Sickle Cell Disease: Outpatient Management Issues
摘要
Despite more than 100 years of clinical observations and research, many unanswered questions remain in the management of sickle cell disease (SCD). While giant strides in the prevention of pediatric morbidity and mortality have been made in the past few decades, adults with SCD are faced with a chronic, debilitating disease with limited preventive and therapeutic options. Stem cell transplantation, the only cure presently available, and gene therapy, an emerging cure, are limited by toxicity, restricted eligibility, and high cost. Until 2017, hydroxyurea (FDA approved in 1998) and blood transfusion were the only disease-modifying therapies available for SCD. Recently, the therapeutic options have expanded with the addition of several disease-modifying therapies, including L-glutamine (approved in 2017), crizanlizumab (2019), and voxelotor (2019).
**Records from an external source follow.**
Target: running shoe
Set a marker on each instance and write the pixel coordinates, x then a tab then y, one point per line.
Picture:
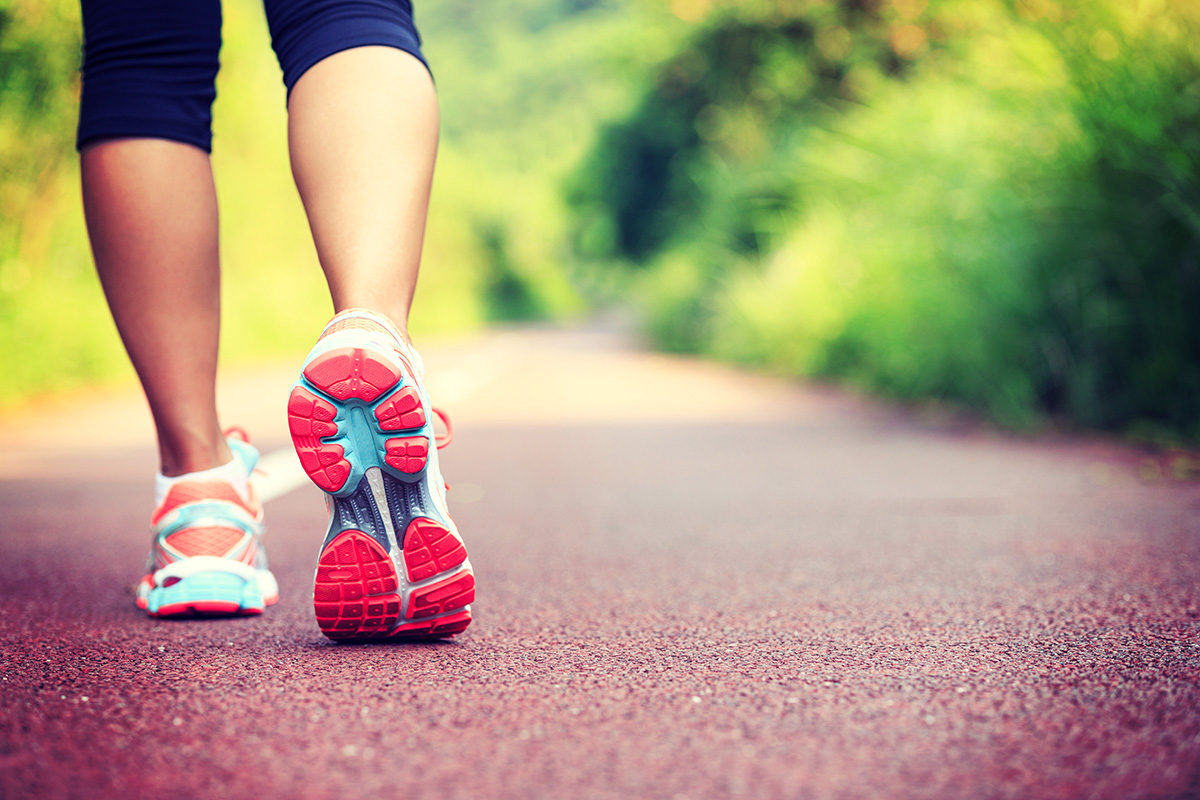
391	564
207	558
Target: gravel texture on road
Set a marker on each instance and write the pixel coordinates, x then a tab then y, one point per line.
693	583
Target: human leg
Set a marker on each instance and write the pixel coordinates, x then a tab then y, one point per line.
363	131
151	216
153	221
363	127
150	204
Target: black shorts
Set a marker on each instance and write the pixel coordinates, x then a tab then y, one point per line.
149	66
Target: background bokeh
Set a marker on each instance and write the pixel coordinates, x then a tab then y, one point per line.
987	203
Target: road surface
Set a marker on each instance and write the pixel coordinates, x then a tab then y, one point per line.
693	583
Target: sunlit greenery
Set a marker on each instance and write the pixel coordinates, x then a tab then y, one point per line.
522	84
994	203
988	203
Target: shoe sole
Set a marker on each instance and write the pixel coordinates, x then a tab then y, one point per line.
390	566
207	594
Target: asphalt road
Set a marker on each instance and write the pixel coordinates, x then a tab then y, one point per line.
693	583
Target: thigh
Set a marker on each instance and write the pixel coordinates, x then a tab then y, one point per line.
305	31
149	70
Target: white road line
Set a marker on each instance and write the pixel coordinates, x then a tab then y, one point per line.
279	473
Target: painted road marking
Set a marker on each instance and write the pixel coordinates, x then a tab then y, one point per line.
277	474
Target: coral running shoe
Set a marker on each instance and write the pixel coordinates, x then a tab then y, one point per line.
207	558
391	564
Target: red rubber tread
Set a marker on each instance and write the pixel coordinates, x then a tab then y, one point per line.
310	419
442	626
407	455
401	411
352	372
442	596
355	593
430	548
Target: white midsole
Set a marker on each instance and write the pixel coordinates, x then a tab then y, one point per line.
201	564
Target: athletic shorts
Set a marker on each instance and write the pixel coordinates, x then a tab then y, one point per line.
150	66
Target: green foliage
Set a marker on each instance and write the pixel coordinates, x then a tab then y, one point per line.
522	85
984	204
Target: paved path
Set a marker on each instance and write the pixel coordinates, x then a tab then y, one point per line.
693	583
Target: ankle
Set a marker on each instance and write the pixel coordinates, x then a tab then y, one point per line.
178	459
The previously published National Heart, Lung, and Blood Institute (NHLBI) guidelines for the management of SCD (2014) and the recently published American Society of Hematology (ASH) guidelines (2019), both of which we strongly encourage the reader to review, provide a comprehensive compendium of the available evidence and evidence-based recommendations but necessarily rely heavily on expert panel consensus opinion in many areas. Thus, important preventive and therapeutic interventions remain controversial. By presenting the following cases, we have attempted to review the most important evidence-based guidelines and existing controversies in the prevention of SCD complications. Please note that we will follow the standard nomenclature of sickle cell anemia (SCA) to denote HbSS and HbS/β0 thalassemia and SCD to denote any disease subtype (HbSS, HbS/β0 or β+ thalassemia, HbSC, HbSD, and HbSO). We will use the term vaso-occlusive crisis (VOC) to denote a painful episode/pain crisis.